Mark West is throwing his hat in the ring for the race for Arkansas governor. The pastor and business manager out of Batesville filed to run on Monday after being nominated over the weekend at the Libertarian Party of Arkansas’s convention in Little Rock. The governor’s office tops the Libertarian ballot for a number of reasons. Notably, the party’s gubernatorial or presidential candidate has to get three-percent of the vote if it is to retain ballot access in the next election. For the past four election cycles its fallen short of that threshold and had to petition its way on the ballot. West thinks he’ll be the candidate to breakthrough.
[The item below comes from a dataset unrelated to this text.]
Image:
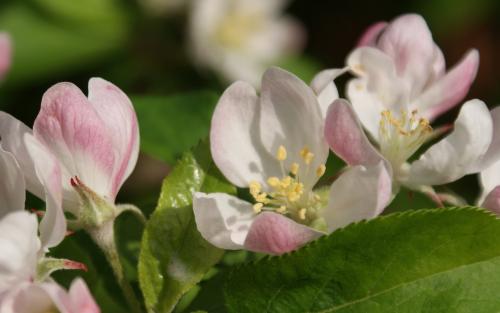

“The percentages we receive in the races go up every election and right now we are at the point where we are going to be able to push through. I think we’re going to be able to get the right coalitions together to be able to blow right past the three-percent,” said West.
In 2012 the party’s presidential nominee Gary Johnson drew 1.52-percent of the vote. In 2014, gubernatorial candidate Frank Gilbert drew 1.92-percent of the vote. And in 2016 Johnson ran again, garnering 2.65-percent of Arkansas’s vote. The Libertarian Party of Arkansas is hoping in-part to draw votes from down the ballot by fielding more candidates than it ever has before, with 33 office seekers from the state Legislature to the governor’s office.
West says he’s got a message of “government accountability” that’ll resonate with the electorate.
“We are going to run with COST, which is our Committee on Spending and Taxation. We believe that using that we’ll be able to target different agencies where you have duplication or abuse going on, or where there is inappropriateness or unethical behavior going on and we’re going to crack down on that because government should serve the citizens,” said West.
He continued, “We’ll find expenses and things we’ll be able to cut on a budgetary nature and regulations that we’ll be able to cut so that we can free up Arkansans to be the masters of their own domain, to be the chief deciders to their lives, and to be able to pull themselves up with us getting the government out of everybody’s way and out of everybody’s personal lives.”
West ran against U.S. Representative Rick Crawford in 2016. The Republican lawmaker from Jonesboro trounced West with 76-percent of the vote to West’s 23.72 percent. No Democrat ran for the First District seat that year. In the two other Congressional seats that only fielded Republican and Democrats, Libertarians took between 22-25 percent of the vote. In the Second District, where Republican incumbent French Hill faced Democrat Dianne Curry, Libertarian Chris Hayes drew 4.74 percent of the vote.